The phase 1 study assessed the effect of cudetaxestat 750mg on the pharmacokinetics of two approved drugs for IPF – pirfenidone and nintedanib – in 83 healthy adult volunteers (NCT04939467). In the study, co-administration of cudetaxestat with either pirfenidone or nintedanib showed that cudetaxestat was well tolerated, with no reports of drug-related serious adverse events or discontinuations due to treatment-emergent adverse events.
Toby Maher, M.D., Ph.D., professor of medicine at USC Hastings Center for Pulmonary Research, Los Angeles, said, “Existing treatments slow, but do not prevent, progression of fibrosis and the development of respiratory failure. There is a huge unmet need for new antifibrotic therapies which can complement current treatments and provide greater benefit for patients. This phase 1 study of cudetaxestat provides a clear path to proceed into a phase 2 study that addresses this need for novel therapeutics that may be administered together with current anti-fibrotic drugs.”

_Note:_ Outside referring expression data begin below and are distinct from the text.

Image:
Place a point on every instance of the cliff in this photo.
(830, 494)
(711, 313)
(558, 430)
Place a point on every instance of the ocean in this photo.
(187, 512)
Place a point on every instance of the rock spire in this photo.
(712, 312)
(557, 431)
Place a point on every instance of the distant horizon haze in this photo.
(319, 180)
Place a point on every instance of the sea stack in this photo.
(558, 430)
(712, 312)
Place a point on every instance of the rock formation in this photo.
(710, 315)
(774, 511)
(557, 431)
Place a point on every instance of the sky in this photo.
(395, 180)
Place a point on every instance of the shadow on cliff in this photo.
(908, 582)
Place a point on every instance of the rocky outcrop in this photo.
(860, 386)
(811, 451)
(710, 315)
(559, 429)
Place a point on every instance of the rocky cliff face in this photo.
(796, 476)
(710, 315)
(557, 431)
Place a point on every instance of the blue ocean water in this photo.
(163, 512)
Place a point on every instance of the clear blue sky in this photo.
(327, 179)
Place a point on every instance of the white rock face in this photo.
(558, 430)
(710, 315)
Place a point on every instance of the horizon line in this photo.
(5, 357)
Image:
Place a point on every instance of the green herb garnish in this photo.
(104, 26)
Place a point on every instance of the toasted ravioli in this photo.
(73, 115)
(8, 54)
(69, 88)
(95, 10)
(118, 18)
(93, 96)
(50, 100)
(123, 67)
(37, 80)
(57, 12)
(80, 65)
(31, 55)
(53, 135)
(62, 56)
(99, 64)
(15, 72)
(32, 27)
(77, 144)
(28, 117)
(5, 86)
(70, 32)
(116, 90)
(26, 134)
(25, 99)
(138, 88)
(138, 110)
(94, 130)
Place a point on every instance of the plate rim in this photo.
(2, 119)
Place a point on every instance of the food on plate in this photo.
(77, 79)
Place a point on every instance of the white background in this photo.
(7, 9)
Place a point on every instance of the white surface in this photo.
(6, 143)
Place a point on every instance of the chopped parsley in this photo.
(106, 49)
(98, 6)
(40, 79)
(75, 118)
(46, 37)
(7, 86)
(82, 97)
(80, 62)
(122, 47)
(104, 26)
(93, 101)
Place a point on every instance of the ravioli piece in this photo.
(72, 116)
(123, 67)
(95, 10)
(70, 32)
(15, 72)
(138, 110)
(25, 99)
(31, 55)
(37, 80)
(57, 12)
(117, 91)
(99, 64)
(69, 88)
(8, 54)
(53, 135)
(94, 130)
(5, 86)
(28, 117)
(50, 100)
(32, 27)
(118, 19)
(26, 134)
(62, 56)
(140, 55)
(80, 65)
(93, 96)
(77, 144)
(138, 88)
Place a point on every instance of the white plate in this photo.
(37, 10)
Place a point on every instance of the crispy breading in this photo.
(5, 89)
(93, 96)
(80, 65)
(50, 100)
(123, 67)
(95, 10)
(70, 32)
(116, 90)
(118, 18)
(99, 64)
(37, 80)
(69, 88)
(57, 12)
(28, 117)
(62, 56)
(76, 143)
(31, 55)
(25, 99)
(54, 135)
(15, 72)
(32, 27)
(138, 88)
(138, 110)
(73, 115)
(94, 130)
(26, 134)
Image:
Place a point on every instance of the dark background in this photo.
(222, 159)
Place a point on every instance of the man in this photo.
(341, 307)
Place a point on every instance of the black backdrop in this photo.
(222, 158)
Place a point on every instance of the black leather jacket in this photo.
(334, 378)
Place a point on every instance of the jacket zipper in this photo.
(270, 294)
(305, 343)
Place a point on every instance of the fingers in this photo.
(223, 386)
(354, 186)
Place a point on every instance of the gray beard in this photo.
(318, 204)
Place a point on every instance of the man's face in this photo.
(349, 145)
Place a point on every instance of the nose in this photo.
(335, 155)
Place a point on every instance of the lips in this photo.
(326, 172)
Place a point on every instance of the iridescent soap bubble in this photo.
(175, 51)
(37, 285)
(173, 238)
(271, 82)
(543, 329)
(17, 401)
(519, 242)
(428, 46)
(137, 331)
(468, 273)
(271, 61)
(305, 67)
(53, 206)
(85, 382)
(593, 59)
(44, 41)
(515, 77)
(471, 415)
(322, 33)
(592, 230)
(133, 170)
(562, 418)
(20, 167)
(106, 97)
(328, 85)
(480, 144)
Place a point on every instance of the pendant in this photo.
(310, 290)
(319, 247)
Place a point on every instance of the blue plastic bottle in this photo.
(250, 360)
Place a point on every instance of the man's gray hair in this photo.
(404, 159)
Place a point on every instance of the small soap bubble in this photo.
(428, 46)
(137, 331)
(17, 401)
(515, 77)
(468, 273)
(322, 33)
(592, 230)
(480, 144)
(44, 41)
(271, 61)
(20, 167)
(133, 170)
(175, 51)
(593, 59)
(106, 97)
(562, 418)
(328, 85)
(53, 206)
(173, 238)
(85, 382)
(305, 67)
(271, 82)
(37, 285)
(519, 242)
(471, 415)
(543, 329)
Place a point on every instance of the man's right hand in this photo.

Wendye Robbins, M.D., president and CEO of Blade, said, “These findings provide confidence in the potential to safely co-administer cudetaxestat on top of the currently approved therapies in patients with uncontrolled IPF. We look forward to discussing these data with regulatory authorities as we proceed toward the next phase of clinical development for cudetaxestat.